• Guest Editorial 

    Cutting Global Health Programs Puts Americans at Risk  

    February 22, 2018, 05:02 pm Ranit Mishori, M.D., M.H.S. – Here's an unfortunate heads up: The program that helped stop Ebola in its tracks may be gone by next fall. Family physicians should be on notice, because the implications are serious -- both for public health and for our practices.   

    headshot of Ranit Mishori, M.D., M.H.S.

    We all take pride in the well-deserved recognition garnered by our family medicine colleagues Kent Brantly, M.D., and Rick Sacra, M.D., who not only treated patients during the international Ebola outbreak in 2014, but also contracted the disease themselves. Their work highlighted the crucial role family physicians may play at the frontlines of efforts to manage and prevent such outbreaks, and to contain them when they threaten to spread internationally.

    But now a core global program designed expressly for that purpose is facing, if not elimination, then a profound decrease in funding and, consequently, likely in reach and effectiveness. The Global Health Security Agenda, or GHSA, was started in 2014 in response to that year's epidemic as a "multilateral and multisectoral initiative of over 40 countries … to prevent, detect, and rapidly respond to infectious disease threats."

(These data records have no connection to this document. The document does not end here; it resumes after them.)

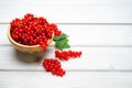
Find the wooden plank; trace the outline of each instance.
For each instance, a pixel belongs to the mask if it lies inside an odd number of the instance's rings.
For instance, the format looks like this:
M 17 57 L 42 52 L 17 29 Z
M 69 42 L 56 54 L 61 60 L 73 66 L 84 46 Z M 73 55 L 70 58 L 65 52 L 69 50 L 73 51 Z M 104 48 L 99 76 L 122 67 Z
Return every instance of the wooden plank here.
M 8 26 L 9 24 L 0 24 L 2 45 L 10 44 L 7 37 Z M 132 25 L 58 24 L 58 28 L 69 35 L 70 45 L 132 45 Z
M 72 47 L 81 51 L 80 58 L 62 62 L 66 70 L 132 70 L 132 47 Z M 38 54 L 22 54 L 12 46 L 0 46 L 0 69 L 2 70 L 44 70 L 43 58 L 54 58 L 54 46 Z M 37 57 L 42 57 L 36 62 Z
M 131 4 L 130 0 L 1 0 L 0 22 L 30 12 L 55 23 L 132 23 Z
M 1 88 L 131 88 L 132 73 L 67 72 L 63 78 L 44 72 L 0 72 Z

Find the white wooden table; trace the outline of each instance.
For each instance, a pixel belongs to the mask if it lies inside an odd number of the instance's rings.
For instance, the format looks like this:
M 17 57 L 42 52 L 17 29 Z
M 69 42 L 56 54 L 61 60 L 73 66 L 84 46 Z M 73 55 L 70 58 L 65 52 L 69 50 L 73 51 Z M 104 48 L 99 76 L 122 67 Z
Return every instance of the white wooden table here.
M 7 37 L 9 22 L 42 15 L 69 35 L 81 58 L 63 62 L 66 76 L 53 76 L 35 57 L 16 52 Z M 0 0 L 0 88 L 132 88 L 132 0 Z

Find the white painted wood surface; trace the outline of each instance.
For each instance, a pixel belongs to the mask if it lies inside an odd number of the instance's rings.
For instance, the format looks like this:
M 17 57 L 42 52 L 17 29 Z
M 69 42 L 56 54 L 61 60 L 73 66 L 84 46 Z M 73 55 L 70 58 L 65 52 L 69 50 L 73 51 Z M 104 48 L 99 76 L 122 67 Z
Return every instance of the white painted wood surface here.
M 62 62 L 63 78 L 52 76 L 37 56 L 16 52 L 7 37 L 12 19 L 45 16 L 69 35 L 77 59 Z M 0 0 L 0 88 L 132 88 L 132 0 Z

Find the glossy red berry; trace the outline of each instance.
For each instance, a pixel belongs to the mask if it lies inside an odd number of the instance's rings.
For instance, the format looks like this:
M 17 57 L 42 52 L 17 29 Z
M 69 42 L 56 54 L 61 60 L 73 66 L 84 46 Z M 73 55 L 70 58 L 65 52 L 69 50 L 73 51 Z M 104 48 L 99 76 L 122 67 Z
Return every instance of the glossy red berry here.
M 31 13 L 23 19 L 14 19 L 10 23 L 12 38 L 23 45 L 36 45 L 46 51 L 47 40 L 53 37 L 53 33 L 61 34 L 56 24 L 50 24 L 43 16 L 36 18 Z M 41 44 L 43 42 L 43 44 Z
M 62 68 L 61 62 L 53 58 L 45 58 L 43 66 L 47 72 L 51 72 L 53 75 L 63 77 L 66 72 Z
M 76 58 L 81 56 L 81 52 L 76 51 L 55 51 L 55 56 L 63 61 Z

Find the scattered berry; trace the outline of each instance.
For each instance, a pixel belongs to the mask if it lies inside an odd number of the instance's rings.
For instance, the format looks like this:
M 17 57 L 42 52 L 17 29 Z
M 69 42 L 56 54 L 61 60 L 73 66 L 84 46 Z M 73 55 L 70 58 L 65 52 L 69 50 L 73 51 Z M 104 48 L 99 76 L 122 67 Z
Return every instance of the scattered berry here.
M 47 72 L 51 72 L 53 75 L 63 77 L 66 72 L 62 68 L 61 62 L 53 58 L 45 58 L 43 66 Z
M 11 37 L 23 45 L 36 45 L 46 51 L 47 40 L 55 35 L 61 35 L 56 24 L 50 24 L 44 18 L 36 18 L 31 13 L 23 19 L 14 19 L 11 23 Z
M 75 51 L 55 51 L 55 56 L 63 61 L 68 61 L 69 58 L 76 58 L 81 56 L 81 52 Z

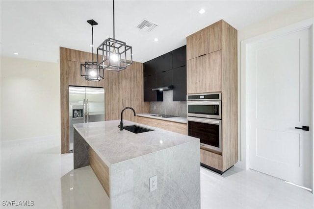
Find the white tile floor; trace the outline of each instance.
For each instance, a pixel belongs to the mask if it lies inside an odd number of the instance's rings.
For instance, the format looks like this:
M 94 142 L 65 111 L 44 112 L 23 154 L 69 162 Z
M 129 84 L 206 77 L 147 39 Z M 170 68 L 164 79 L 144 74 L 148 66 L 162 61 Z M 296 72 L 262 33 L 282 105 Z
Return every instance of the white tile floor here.
M 73 154 L 59 154 L 57 139 L 37 139 L 1 143 L 0 208 L 108 208 L 90 167 L 73 170 Z M 202 209 L 314 208 L 311 192 L 282 180 L 236 167 L 222 175 L 200 169 Z M 3 201 L 34 205 L 7 207 Z

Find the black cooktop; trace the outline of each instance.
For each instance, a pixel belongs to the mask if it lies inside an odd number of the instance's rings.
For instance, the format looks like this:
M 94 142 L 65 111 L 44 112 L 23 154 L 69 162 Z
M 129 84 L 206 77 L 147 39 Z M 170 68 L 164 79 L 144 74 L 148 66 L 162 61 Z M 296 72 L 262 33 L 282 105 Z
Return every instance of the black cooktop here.
M 154 116 L 155 117 L 164 117 L 165 118 L 167 118 L 168 117 L 178 117 L 178 116 L 171 116 L 170 115 L 153 115 L 151 116 Z

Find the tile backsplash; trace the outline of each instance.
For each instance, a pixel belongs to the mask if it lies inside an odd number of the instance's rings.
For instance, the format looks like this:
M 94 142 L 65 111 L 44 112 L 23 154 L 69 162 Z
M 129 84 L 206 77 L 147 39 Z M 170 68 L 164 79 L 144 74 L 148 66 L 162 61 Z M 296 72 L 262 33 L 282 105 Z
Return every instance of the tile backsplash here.
M 150 113 L 186 117 L 186 102 L 172 101 L 172 91 L 163 92 L 163 101 L 151 102 L 150 106 Z

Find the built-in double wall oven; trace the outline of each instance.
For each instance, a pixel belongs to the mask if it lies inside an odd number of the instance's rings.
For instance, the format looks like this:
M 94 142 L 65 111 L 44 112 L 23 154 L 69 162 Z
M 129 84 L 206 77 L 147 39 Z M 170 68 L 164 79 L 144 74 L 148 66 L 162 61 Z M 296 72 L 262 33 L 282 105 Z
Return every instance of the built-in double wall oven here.
M 221 153 L 221 93 L 188 94 L 186 100 L 188 135 Z

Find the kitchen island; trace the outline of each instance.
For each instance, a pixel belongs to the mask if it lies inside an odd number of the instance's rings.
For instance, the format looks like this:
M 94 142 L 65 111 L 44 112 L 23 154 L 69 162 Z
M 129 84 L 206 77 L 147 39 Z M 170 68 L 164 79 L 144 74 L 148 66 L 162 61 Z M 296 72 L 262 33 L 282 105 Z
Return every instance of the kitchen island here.
M 74 168 L 90 164 L 110 208 L 200 209 L 199 139 L 126 120 L 153 131 L 120 131 L 119 122 L 74 125 Z

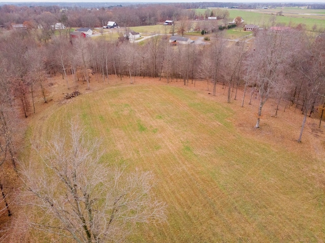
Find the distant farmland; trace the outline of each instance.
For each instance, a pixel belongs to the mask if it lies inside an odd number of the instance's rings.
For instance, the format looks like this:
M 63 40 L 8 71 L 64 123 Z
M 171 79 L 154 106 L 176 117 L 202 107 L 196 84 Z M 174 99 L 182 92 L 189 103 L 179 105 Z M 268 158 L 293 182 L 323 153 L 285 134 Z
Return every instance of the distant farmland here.
M 211 8 L 213 9 L 213 8 Z M 197 9 L 198 13 L 203 14 L 205 9 Z M 228 9 L 230 18 L 234 19 L 241 16 L 246 24 L 263 26 L 270 26 L 275 23 L 288 26 L 297 26 L 302 23 L 306 25 L 308 30 L 311 30 L 315 25 L 317 30 L 325 29 L 325 11 L 321 10 L 310 10 L 299 8 L 280 8 L 272 9 L 239 10 Z M 284 16 L 277 16 L 276 13 L 282 11 Z

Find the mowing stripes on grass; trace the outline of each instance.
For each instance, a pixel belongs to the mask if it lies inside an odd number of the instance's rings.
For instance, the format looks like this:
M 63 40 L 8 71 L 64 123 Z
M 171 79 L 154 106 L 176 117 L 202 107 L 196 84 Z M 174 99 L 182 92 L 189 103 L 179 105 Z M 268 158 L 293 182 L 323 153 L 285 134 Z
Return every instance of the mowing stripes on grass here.
M 67 128 L 68 114 L 81 119 L 103 140 L 102 162 L 152 171 L 156 192 L 168 204 L 168 224 L 139 225 L 128 242 L 325 239 L 324 193 L 313 176 L 318 162 L 248 137 L 231 122 L 241 114 L 230 105 L 144 85 L 76 100 L 58 108 L 44 129 Z

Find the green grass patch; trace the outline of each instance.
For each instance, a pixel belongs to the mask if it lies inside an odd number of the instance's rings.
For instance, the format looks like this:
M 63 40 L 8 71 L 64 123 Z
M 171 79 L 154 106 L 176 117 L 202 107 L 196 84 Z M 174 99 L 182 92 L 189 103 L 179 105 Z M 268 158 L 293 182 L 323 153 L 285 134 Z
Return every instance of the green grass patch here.
M 102 162 L 153 172 L 168 223 L 139 224 L 128 242 L 322 241 L 322 159 L 247 135 L 231 121 L 241 116 L 194 91 L 110 86 L 36 120 L 43 132 L 26 139 L 68 132 L 78 119 L 103 140 Z

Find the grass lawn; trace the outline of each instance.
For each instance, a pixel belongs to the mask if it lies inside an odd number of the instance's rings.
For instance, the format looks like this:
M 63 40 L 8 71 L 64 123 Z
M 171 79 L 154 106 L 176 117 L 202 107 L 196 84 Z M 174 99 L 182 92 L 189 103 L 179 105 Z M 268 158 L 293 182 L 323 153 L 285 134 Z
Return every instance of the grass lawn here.
M 127 242 L 325 240 L 324 136 L 307 129 L 303 144 L 295 142 L 300 112 L 272 118 L 268 101 L 256 130 L 257 101 L 227 103 L 221 86 L 212 96 L 203 81 L 190 89 L 175 80 L 179 87 L 137 79 L 132 85 L 111 79 L 99 91 L 52 102 L 29 118 L 28 129 L 28 139 L 38 140 L 77 119 L 103 139 L 103 162 L 154 173 L 168 223 L 139 225 Z
M 196 9 L 197 14 L 203 14 L 205 9 Z M 234 19 L 241 16 L 245 24 L 252 24 L 260 26 L 270 26 L 273 24 L 281 24 L 286 26 L 297 26 L 302 23 L 308 30 L 312 29 L 314 25 L 318 30 L 325 29 L 325 11 L 323 10 L 301 9 L 292 7 L 269 9 L 228 9 L 230 19 Z M 277 16 L 277 12 L 282 11 L 283 16 Z M 274 22 L 275 24 L 272 23 Z
M 170 26 L 162 24 L 156 24 L 155 25 L 130 27 L 129 28 L 132 30 L 141 33 L 165 33 L 165 32 L 169 33 Z
M 226 31 L 225 38 L 231 40 L 241 38 L 253 33 L 252 31 L 244 31 L 242 28 L 233 28 L 224 31 Z

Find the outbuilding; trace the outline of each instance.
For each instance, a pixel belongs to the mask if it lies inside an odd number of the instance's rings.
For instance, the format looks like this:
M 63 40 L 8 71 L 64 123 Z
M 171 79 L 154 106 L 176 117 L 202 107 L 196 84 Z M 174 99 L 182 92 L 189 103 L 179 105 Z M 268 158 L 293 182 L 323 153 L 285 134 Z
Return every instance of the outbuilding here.
M 138 32 L 132 30 L 128 32 L 128 40 L 131 42 L 134 42 L 137 39 L 140 38 L 140 33 Z
M 258 28 L 258 26 L 255 24 L 246 24 L 244 27 L 244 30 L 246 31 L 252 31 L 254 28 Z
M 110 28 L 119 28 L 119 26 L 116 22 L 108 21 L 108 23 L 107 23 L 107 25 L 106 25 L 106 26 L 104 26 L 103 27 L 106 28 L 107 29 L 110 29 Z
M 83 32 L 72 31 L 70 32 L 70 37 L 73 39 L 85 38 L 86 34 Z
M 79 28 L 75 29 L 75 31 L 82 32 L 86 34 L 86 36 L 89 34 L 92 34 L 92 30 L 89 28 Z

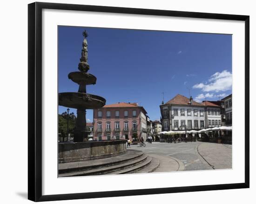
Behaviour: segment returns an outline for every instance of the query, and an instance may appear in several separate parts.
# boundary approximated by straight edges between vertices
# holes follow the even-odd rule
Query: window
[[[194,128],[195,129],[198,129],[198,120],[194,121]]]
[[[98,131],[101,131],[101,123],[98,123]]]
[[[137,121],[133,121],[133,130],[137,130]]]
[[[188,120],[188,129],[189,130],[191,130],[192,129],[192,120]]]
[[[204,121],[203,120],[200,120],[200,128],[203,129],[204,128]]]
[[[185,127],[185,125],[186,125],[186,120],[181,120],[181,127]]]
[[[231,108],[232,107],[232,99],[230,99],[230,100],[229,100],[229,108]]]
[[[98,134],[98,140],[102,140],[102,134],[101,133],[99,133]]]
[[[167,121],[166,120],[165,120],[163,122],[163,127],[164,128],[167,128]]]
[[[228,108],[229,107],[229,101],[226,101],[225,103],[225,107],[226,107],[226,108]]]
[[[133,117],[135,117],[137,116],[137,112],[136,111],[133,111]]]
[[[115,125],[115,130],[119,130],[119,122],[116,122]]]
[[[179,120],[174,120],[174,127],[175,128],[178,128],[179,127]]]
[[[119,118],[119,111],[115,112],[115,118]]]
[[[107,122],[107,126],[106,126],[106,130],[107,131],[110,131],[110,122]]]
[[[120,133],[119,132],[115,133],[115,139],[119,139],[120,138]]]
[[[98,118],[101,118],[102,117],[102,112],[101,111],[99,111],[98,112]]]
[[[128,130],[128,121],[125,121],[124,122],[124,130],[125,131]]]

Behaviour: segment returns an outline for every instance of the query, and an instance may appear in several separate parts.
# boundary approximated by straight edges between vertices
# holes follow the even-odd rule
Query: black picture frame
[[[245,182],[194,186],[42,195],[42,10],[62,9],[245,22]],[[249,188],[249,17],[247,15],[35,2],[28,5],[28,198],[46,201]]]

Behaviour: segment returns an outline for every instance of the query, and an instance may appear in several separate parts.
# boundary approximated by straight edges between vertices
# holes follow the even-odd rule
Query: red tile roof
[[[125,103],[121,102],[114,104],[109,104],[108,105],[105,105],[103,106],[103,108],[121,108],[121,107],[138,107],[138,104],[136,103]]]
[[[210,101],[203,101],[202,103],[201,103],[201,104],[206,106],[220,107],[219,105],[218,105],[216,104],[214,104],[213,103],[211,103]]]
[[[165,104],[174,104],[177,105],[190,105],[190,99],[181,94],[177,94],[175,96],[171,99],[169,101],[166,102]],[[203,106],[197,102],[192,100],[192,105],[199,105],[200,106]]]

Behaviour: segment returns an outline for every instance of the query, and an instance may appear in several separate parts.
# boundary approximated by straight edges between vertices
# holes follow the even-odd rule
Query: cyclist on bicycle
[[[141,136],[141,139],[140,140],[140,142],[141,144],[144,143],[144,139],[143,138],[143,137]]]

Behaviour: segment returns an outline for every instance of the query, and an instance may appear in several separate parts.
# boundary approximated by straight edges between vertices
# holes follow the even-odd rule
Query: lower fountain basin
[[[81,109],[100,108],[106,104],[106,99],[101,96],[86,93],[65,92],[59,93],[59,105]]]
[[[80,85],[95,84],[96,78],[92,74],[84,72],[74,72],[68,74],[68,79]]]

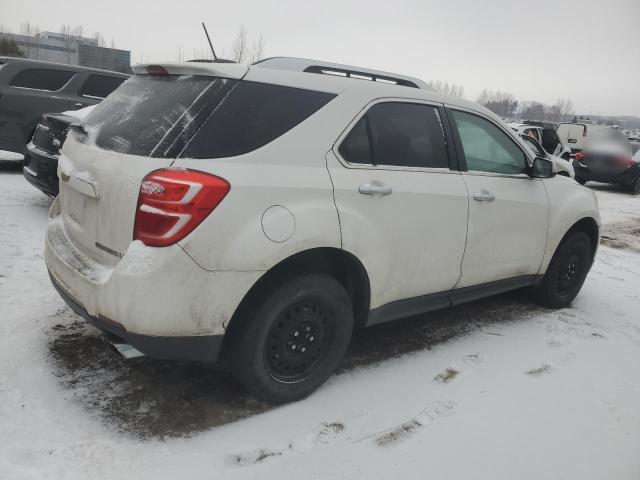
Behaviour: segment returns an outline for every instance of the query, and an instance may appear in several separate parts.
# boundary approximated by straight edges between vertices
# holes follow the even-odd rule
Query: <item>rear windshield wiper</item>
[[[71,128],[72,130],[75,130],[76,132],[79,132],[83,135],[88,135],[89,132],[87,132],[87,129],[84,128],[84,125],[82,125],[81,123],[72,123],[71,125],[69,125],[69,128]]]

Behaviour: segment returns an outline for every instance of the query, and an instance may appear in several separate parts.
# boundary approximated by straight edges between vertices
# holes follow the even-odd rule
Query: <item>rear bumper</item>
[[[576,172],[577,179],[603,183],[616,183],[625,187],[631,187],[638,178],[638,175],[640,175],[639,163],[627,168],[622,173],[617,171],[593,172],[584,163],[574,160],[573,169]]]
[[[22,174],[27,181],[47,195],[58,195],[58,157],[29,143],[24,154]]]
[[[161,337],[127,332],[113,320],[89,315],[89,312],[56,282],[51,272],[49,272],[49,277],[71,310],[94,327],[121,338],[148,357],[158,360],[186,360],[203,363],[213,363],[218,359],[224,335]]]
[[[262,275],[204,270],[178,245],[132,242],[111,265],[92,255],[76,247],[60,217],[49,221],[45,261],[60,295],[87,321],[153,358],[214,361],[229,321]]]

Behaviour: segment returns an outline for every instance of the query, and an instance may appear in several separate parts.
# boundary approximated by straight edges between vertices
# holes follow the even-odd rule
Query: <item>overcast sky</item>
[[[0,23],[19,33],[82,25],[132,62],[229,54],[244,25],[267,56],[297,56],[462,84],[518,100],[570,98],[580,114],[640,116],[640,0],[0,0]],[[88,34],[88,35],[87,35]]]

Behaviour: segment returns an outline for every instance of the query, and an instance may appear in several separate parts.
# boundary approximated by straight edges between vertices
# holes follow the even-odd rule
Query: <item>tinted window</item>
[[[546,155],[542,151],[542,147],[540,146],[540,144],[536,142],[533,138],[529,137],[528,135],[523,135],[522,139],[524,140],[524,143],[527,145],[527,147],[529,147],[529,150],[531,150],[531,153],[535,157],[543,157],[543,158],[546,157]]]
[[[467,169],[518,174],[526,169],[524,152],[502,130],[477,115],[453,110]]]
[[[358,123],[346,136],[338,151],[349,163],[373,163],[365,117],[358,120]]]
[[[9,85],[55,92],[64,87],[74,75],[75,72],[66,70],[27,68],[26,70],[18,72],[18,74],[11,79]]]
[[[292,129],[334,97],[280,85],[237,82],[179,156],[218,158],[250,152]]]
[[[440,116],[428,105],[374,105],[349,132],[339,151],[350,163],[449,168]]]
[[[86,97],[105,98],[124,81],[124,78],[108,77],[106,75],[89,75],[82,85],[80,95]]]
[[[170,130],[176,136],[186,134],[185,125],[192,117],[183,114],[196,108],[194,103],[205,89],[215,95],[228,82],[191,75],[134,75],[87,116],[83,123],[88,135],[74,135],[106,150],[151,155]]]

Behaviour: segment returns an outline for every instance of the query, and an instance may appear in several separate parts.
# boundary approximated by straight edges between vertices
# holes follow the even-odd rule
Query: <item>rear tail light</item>
[[[614,165],[616,165],[618,167],[629,168],[635,162],[630,158],[618,157],[618,158],[614,158],[613,159],[613,163],[614,163]]]
[[[195,170],[151,172],[140,185],[133,239],[150,247],[173,245],[200,225],[230,188],[224,178]]]

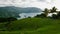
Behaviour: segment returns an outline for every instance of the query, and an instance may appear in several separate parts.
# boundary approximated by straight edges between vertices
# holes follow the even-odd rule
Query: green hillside
[[[4,24],[0,27],[6,29]],[[0,34],[60,34],[60,19],[25,18],[13,21],[7,27]]]

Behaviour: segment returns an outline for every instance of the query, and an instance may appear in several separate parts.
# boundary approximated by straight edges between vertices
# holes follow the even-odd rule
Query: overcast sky
[[[56,6],[60,10],[60,0],[0,0],[0,6],[38,7],[41,9]]]

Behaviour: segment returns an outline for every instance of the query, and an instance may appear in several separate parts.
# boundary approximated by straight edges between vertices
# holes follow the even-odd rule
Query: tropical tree
[[[57,10],[57,8],[56,8],[56,7],[53,7],[50,12],[51,12],[51,13],[57,12],[56,10]]]
[[[45,17],[47,17],[48,13],[49,13],[49,10],[47,8],[44,9],[44,14],[45,14]]]

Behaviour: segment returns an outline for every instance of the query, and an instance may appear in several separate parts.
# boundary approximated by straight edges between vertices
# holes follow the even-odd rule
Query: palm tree
[[[47,17],[48,13],[49,13],[49,10],[47,8],[44,9],[44,14],[45,14],[45,17]]]
[[[56,10],[57,10],[57,8],[56,8],[56,7],[53,7],[53,8],[51,9],[51,13],[57,12]]]

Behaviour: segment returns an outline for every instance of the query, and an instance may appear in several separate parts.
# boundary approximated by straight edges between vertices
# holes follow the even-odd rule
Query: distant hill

    The idea is to stop infectious disease outbreaks at their source, before they hit the United States or other countries around the world, and to do that by bolstering local capacity. This means training local labs and frontline health workers to detect dangerous pathogens and set up systems for surveillance, early warning and emergency response.

    That is an ambitious agenda, and yes, achieving it is expensive because it requires marshalling high levels of expertise, along with appropriate resources and meaningful levels of coordination. Not surprisingly, an initiative like this also takes a long time to reach full functionality before it can begin to show success.

    Now, however, GHSA may not get that chance. News reports suggest that the program may be facing extraordinarily deep cuts -- as large as 66 percent from current levels. In practical terms, that means that after October 2019, only 10 countries will benefit from the program instead of the current total of about 40. The countries likely to remain in the program are India, Thailand, Vietnam, Jordan, Kenya, Uganda, Liberia, Nigeria, Senegal and Guatemala.

    In the countries left out of the program, training may cease, containment efforts will be curtailed, and prevention initiatives will be curbed. As an indication of the risks involved, consider, for example, that in the recent past four of the countries in this cohort -- Haiti, China, Brazil and the Democratic Republic of Congo -- have been the sites of, respectively, a major cholera outbreak, ground zero for the severe acute respiratory syndrome (SARS) epidemic, the place where Zika took root, and the nation where Ebola started and where it occasionally resurfaces.

    The implications are obvious. Countries with weaker public health systems will likely backslide in their ability both to detect and contain the next epidemic, making it more likely that smaller, containable outbreaks will spiral out of control as individuals hop on trains, boats or planes.

    That's when and how the problem comes home to us.

    "An outbreak anywhere is a threat everywhere," the CDC's Division of Global Health Protection, which manages GHSA, says on its website. "We know that a disease can be transported from an isolated rural village to any major city in as little as 36 hours."

    As family physicians, even those of us who are not involved directly in global health work must acknowledge that the proposed cuts can directly affect us, our communities, our patients, our national security and our economy. Prevention is almost always the less expensive course because the cost of chasing an epidemic in the United States -- and preparing our clinics and hospitals for such emergencies -- will almost always be greater than the cost of containing outbreaks far from our shores. We have no moat when it comes to disease, and an "America first" mentality, if it means cutting back on the support we give to other countries' control efforts, is highly likely to come back to bite us.

    Global health matters to family physicians through direct clinical care, education and train-the-trainer programs and through engagement in prevention and public health projects. Some family physicians may not want to engage in discussions that end up being politicized or that involve global affairs. But this is a case where we must consider that microbes ignore borders and political parties. Middle East respiratory syndrome and SARS and multidrug-resistant TB don't care about right versus left.

    These cuts will leave the world unprepared for the next outbreak, and our own citizens -- our patients, our family members, our colleagues, all of us -- vulnerable. In today's interconnected world, a traveler can be in West Africa one day and in a Midwestern town the next. After a particularly rough (and still ongoing) flu season, who's to say where the next flu pandemic may come from? We are far less likely to know if the government allows these budget cuts to take effect.

    Ranit Mishori, M.D., M.H.S., is a professor and director of global health initiatives in the Department of Family Medicine at Georgetown University School of Medicine in Washington, D.C. She also is a member of the advisory board of the AAFPs Center for Global Health Initiatives.